Burnham Dad Delivers Baby at Home with Help of 9-1-1 Dispatcher
Abigail Curtis, Bangor Daily News (Maine) Staff
BELFAST, Maine — Emergency Dispatcher Stephanie Lunt cuddled baby Abigaille Jade Johnston in her arms Thursday afternoon at the beginning of her shift at the Waldo County Regional Communications Center.
It was the first time she had seen or held the wide-eyed, pink-faced girl — but not the first time she had heard her. Lunt was present in a special way for Abigaille’s birth, coaching her nervous father over the telephone at 3 a.m. Aug. 21 as he helped his girlfriend deliver the baby alone in their Burnham home.
Although there were some tense moments for dad Derek Johnston and mom Stacey Sprague, both 27, during the quick home birth, Lunt knew they had made it safely when she heard Abigaille’s first cry over the telephone.
“Derek did a great job,” she said. “He sounded pretty nervous and scared, but he did great.”
It was the first time in many years that a Waldo County emergency dispatcher had helped deliver a baby over the phone, according to Director Owen Smith, and he wanted to mark the occasion by inviting the family to the center and giving them a certificate and baby present.

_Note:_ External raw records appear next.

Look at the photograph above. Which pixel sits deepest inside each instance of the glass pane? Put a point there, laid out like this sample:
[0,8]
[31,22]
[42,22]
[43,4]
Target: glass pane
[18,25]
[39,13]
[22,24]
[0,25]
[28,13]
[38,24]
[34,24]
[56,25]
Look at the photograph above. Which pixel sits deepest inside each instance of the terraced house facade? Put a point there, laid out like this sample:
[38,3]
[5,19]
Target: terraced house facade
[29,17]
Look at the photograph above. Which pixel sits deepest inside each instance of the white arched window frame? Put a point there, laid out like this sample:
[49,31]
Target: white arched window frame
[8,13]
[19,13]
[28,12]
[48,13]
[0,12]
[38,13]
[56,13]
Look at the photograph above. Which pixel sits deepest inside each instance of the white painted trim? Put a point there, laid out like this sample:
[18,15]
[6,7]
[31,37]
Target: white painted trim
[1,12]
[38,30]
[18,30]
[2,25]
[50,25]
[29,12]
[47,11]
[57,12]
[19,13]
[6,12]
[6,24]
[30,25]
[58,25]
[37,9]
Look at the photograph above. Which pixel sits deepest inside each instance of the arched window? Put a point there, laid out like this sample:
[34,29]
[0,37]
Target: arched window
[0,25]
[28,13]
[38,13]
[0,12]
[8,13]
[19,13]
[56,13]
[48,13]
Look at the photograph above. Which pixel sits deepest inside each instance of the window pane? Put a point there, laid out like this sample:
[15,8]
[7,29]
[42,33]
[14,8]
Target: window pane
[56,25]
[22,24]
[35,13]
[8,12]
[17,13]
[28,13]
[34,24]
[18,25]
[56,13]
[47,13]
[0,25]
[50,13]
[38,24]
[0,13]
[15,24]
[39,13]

His dispatchers have a protocol for every type of medical emergency, from bee stings to heart attacks to childbirth, and when people call for help the dispatchers calmly take them through the steps, one by one, until emergency medical responders are able to arrive at the address.
But Abigaille wanted out, and wouldn’t wait for the Unity Ambulance before making her debut in the world.

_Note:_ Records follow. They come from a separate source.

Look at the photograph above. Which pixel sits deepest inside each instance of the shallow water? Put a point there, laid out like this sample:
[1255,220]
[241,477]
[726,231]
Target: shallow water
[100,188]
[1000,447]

“We were able to complete the protocol,” Smith said with some satisfaction about Abigaille’s birth. “It was our first. We’ve come close in the past, but the ambulance always got there and stole our thunder.”

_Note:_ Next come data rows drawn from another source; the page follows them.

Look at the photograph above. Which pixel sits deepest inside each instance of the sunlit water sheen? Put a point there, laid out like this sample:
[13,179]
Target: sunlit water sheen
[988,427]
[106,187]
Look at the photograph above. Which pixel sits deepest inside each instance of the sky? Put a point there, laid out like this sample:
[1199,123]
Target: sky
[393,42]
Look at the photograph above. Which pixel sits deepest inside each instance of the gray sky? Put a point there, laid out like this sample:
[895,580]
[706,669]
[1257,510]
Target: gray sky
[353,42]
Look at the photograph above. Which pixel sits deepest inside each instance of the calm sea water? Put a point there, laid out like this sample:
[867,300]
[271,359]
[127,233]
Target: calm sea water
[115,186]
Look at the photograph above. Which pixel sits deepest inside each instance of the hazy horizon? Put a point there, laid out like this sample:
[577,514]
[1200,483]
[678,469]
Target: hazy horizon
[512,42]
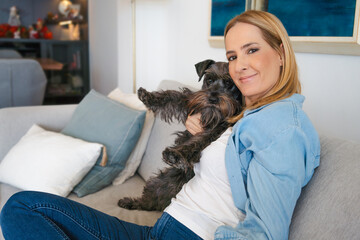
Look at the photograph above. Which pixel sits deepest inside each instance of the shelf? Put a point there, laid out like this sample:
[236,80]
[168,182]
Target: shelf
[57,21]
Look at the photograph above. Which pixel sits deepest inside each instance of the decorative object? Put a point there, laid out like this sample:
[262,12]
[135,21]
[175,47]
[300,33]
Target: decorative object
[313,26]
[113,124]
[64,7]
[48,161]
[14,17]
[74,11]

Smith said that when he arrived at work later in the morning, Lunt was “flying high” after her exhilarating 911 call.
“It gets no better than this. It really doesn’t,” he said.
According to Stacey Sprague, on the day leading up to her first baby’s birth, she was suffering from stomach discomfort. She had gone to work that day as usual at United Technologies Corporation in Pittsfield, but the ladies at work talked her into going to a hospital. Sprague did not believe the baby was coming so soon, since her due date was Sept. 5. Hospital staff checked her out and sent her home.
“She was in labor, but she didn’t know she was,” Johnston said.
His stoic girlfriend spent the evening drinking lots of water and trying to stick out the stomach contractions, which were coming faster and faster.
She went to sleep and woke up in the middle of the night, bleeding. She was scared. Johnston got his two other boys in the truck, ready to take the family to the hospital for the birth, but by that time, Sprague could feel the baby’s head begin to emerge.
“We’re definitely not going to make it to the hospital,” she remembered telling Johnston.
He called 911, and Lunt answered.
“I heard there was a lot of blood,” the calm-voiced dispatcher said. “It was pretty intense. I was excited and scared.”
But Lunt maintained her composure, telling Johnston to get Sprague from the bathroom to the living room floor and make her comfortable. The dispatcher told him to get towels to wrap the baby in and he jumped to gather up “every towel in the house,” Sprague said Thursday.
Then Lunt helped Johnston coach Sprague through her contractions, and less than 15 minutes after placing the 911 call, the 5-pound, 15-ounce baby was born. At first Abigaille was quiet, but when she opened her mouth and let out a thin wail, Lunt was relieved, and delighted.
“Congratulations,” she said to Johnston during the 911 call. “It’s definitely one for the baby book.”
Lunt told him to tie off the umbilical cord with his shoelace, and he did that, too.
“I thought I was dreaming,” Johnston said. “I can’t even explain it.”
“Now you’ll never forget,” Sprague replied. “I think it’s amazing that he’s actually the one who got to deliver her.”
Even though the birth didn’t happen exactly as the family had expected, they are ecstatic with the safe results, and their healthy daughter, who went to the hospital right after the birth to be examined. Everything was fine.
“It was a good experience,” Lunt said.
Johnston said that while it was the first time he had ever delivered a baby at home, he wouldn’t be adverse to giving it another try — with one condition.
“Only if Stephanie was on the other end of the phone,” he said.